Studio album by Bob Schneider
- Released: September 29, 2009
- Length: 41:10
- Label: Kirtland Records
- Producer: Dwight Baker

Bob Schneider chronology
| When the Sun Breaks Down On the Moon (2007) | Lovely Creatures (2009) | Live at the Paramount Theatre (2009) |

= Lovely Creatures =

Lovely Creatures is the eleventh solo album by Bob Schneider, released on September 29, 2009, through Kirtland Records. It was produced by Dwight Baker. A vinyl version of the album appeared in 2012. It features a duet with Patty Griffin and the single "40 Dogs (Like Romeo and Juliet)", supported by a video directed by Robert Rodriguez featuring Kat Dennings. A music video for the track "The Bringdown" was directed by Joey Boukadakis.

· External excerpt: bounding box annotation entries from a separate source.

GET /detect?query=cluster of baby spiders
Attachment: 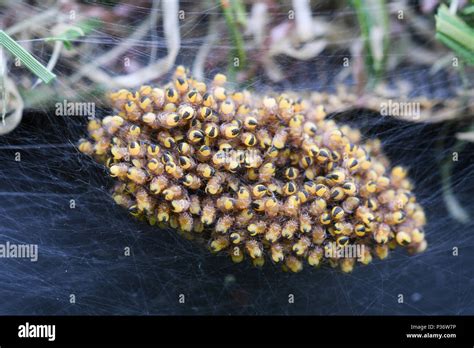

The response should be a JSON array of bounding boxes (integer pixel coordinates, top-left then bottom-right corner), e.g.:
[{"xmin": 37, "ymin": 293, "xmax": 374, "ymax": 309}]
[{"xmin": 79, "ymin": 67, "xmax": 427, "ymax": 272}]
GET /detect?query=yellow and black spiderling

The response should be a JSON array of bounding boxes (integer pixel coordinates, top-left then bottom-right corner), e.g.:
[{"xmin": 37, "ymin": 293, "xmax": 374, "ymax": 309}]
[{"xmin": 79, "ymin": 67, "xmax": 427, "ymax": 272}]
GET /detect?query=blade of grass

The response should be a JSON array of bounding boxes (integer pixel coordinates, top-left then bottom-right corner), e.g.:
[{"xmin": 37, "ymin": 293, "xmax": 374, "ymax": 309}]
[
  {"xmin": 219, "ymin": 0, "xmax": 247, "ymax": 79},
  {"xmin": 0, "ymin": 30, "xmax": 56, "ymax": 83},
  {"xmin": 351, "ymin": 0, "xmax": 389, "ymax": 86},
  {"xmin": 435, "ymin": 4, "xmax": 474, "ymax": 65}
]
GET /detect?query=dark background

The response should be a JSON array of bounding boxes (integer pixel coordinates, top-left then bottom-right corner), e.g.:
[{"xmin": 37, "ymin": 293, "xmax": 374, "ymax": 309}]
[{"xmin": 0, "ymin": 59, "xmax": 474, "ymax": 315}]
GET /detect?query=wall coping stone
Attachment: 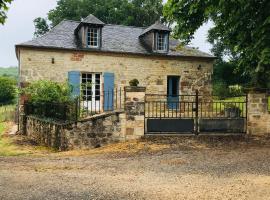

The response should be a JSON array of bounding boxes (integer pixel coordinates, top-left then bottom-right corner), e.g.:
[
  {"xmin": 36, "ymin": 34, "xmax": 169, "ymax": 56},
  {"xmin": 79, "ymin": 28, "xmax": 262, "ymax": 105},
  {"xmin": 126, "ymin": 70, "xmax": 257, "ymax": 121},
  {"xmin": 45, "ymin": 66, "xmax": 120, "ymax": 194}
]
[
  {"xmin": 78, "ymin": 110, "xmax": 125, "ymax": 122},
  {"xmin": 243, "ymin": 87, "xmax": 270, "ymax": 93},
  {"xmin": 124, "ymin": 86, "xmax": 146, "ymax": 92}
]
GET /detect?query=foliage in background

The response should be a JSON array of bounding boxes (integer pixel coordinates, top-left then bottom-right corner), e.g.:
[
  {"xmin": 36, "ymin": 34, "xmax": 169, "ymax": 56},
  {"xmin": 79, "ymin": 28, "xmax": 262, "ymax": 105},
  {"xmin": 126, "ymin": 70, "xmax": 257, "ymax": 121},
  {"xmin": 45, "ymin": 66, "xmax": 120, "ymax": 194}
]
[
  {"xmin": 34, "ymin": 0, "xmax": 163, "ymax": 36},
  {"xmin": 0, "ymin": 67, "xmax": 18, "ymax": 79},
  {"xmin": 0, "ymin": 0, "xmax": 12, "ymax": 24},
  {"xmin": 0, "ymin": 77, "xmax": 16, "ymax": 104},
  {"xmin": 164, "ymin": 0, "xmax": 270, "ymax": 88},
  {"xmin": 34, "ymin": 17, "xmax": 50, "ymax": 37},
  {"xmin": 22, "ymin": 80, "xmax": 71, "ymax": 103}
]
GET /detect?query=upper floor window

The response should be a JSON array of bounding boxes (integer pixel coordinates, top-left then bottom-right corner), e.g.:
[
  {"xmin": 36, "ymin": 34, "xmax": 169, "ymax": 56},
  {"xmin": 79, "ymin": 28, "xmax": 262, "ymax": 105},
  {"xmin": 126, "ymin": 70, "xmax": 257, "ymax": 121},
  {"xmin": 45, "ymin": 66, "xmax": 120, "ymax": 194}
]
[
  {"xmin": 86, "ymin": 27, "xmax": 100, "ymax": 48},
  {"xmin": 156, "ymin": 33, "xmax": 168, "ymax": 51}
]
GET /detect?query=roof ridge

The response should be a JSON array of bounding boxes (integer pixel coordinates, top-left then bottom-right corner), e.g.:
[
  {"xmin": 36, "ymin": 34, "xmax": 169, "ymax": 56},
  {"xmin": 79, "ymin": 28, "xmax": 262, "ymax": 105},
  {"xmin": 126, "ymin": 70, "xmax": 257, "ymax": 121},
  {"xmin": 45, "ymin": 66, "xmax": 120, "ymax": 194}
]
[{"xmin": 105, "ymin": 24, "xmax": 147, "ymax": 29}]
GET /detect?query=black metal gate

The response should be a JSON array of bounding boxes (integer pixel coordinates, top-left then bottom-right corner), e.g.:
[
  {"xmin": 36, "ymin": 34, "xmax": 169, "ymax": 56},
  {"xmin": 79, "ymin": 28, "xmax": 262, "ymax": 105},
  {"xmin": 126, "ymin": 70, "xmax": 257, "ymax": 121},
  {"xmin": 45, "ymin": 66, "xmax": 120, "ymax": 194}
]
[{"xmin": 145, "ymin": 92, "xmax": 247, "ymax": 134}]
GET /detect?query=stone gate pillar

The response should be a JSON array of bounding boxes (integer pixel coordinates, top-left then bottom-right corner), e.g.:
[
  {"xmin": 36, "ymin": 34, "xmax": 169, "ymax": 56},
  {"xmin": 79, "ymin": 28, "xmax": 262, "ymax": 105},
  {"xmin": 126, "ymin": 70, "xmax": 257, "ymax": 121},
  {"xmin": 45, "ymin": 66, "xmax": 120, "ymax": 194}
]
[
  {"xmin": 125, "ymin": 87, "xmax": 146, "ymax": 140},
  {"xmin": 247, "ymin": 90, "xmax": 270, "ymax": 136}
]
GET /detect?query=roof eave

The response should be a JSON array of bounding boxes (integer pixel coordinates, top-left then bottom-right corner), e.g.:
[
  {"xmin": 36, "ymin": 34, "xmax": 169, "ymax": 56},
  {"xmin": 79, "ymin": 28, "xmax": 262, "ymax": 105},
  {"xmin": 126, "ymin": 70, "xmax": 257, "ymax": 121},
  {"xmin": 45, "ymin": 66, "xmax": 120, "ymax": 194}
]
[{"xmin": 15, "ymin": 44, "xmax": 217, "ymax": 60}]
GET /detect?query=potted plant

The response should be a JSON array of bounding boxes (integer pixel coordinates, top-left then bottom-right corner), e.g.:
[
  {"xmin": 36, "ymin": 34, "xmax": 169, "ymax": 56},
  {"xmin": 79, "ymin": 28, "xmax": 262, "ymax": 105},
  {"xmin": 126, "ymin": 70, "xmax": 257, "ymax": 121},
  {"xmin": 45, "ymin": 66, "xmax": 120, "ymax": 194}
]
[
  {"xmin": 129, "ymin": 79, "xmax": 140, "ymax": 87},
  {"xmin": 224, "ymin": 103, "xmax": 241, "ymax": 118}
]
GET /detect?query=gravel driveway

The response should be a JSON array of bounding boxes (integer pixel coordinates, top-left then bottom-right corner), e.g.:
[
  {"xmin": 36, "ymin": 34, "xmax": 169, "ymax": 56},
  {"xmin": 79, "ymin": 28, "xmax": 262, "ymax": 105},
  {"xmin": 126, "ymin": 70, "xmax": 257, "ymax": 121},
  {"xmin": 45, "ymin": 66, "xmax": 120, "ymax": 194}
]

The Austin Chronicle called the album 'easily Schneider's most promising output' while the Victoria Advocate described it as Schneider's 'most polished, studio-centric collection yet'. The album charted at #140 in the Billboard 200.

Professional ratings
Review scores
| Source | Rating |
| Allmusic |  |

==Track listing==
1. "Trash" – 3:09
2. "Realness of Space" – 2:24
3. "40 Dogs (Like Romeo and Juliet)" – 4:13
4. "Till Somebody Catches A Feeling" – 2:16
5. "Changing Your Mind (featuring Patty Griffin)" – 5:11
6. "The Bringdown" – 3:44
7. "Slower Dear" – 3:41
8. "Everybody's Doing It" – 2:47
9. "Bombananza" – 3:15
10. "Your Head Holds Gold, Your Heart Holds Diamonds" – 3:15
11. "Tarantula" – 4:09
12. "Bicycle Vs. Car" – 3:12

===Bonus tracks===
All bonus tracks were made available for preorders from Bob Schneider's official website, along with early downloads from the album and two preview tracks from the "Live at the Paramount" recording.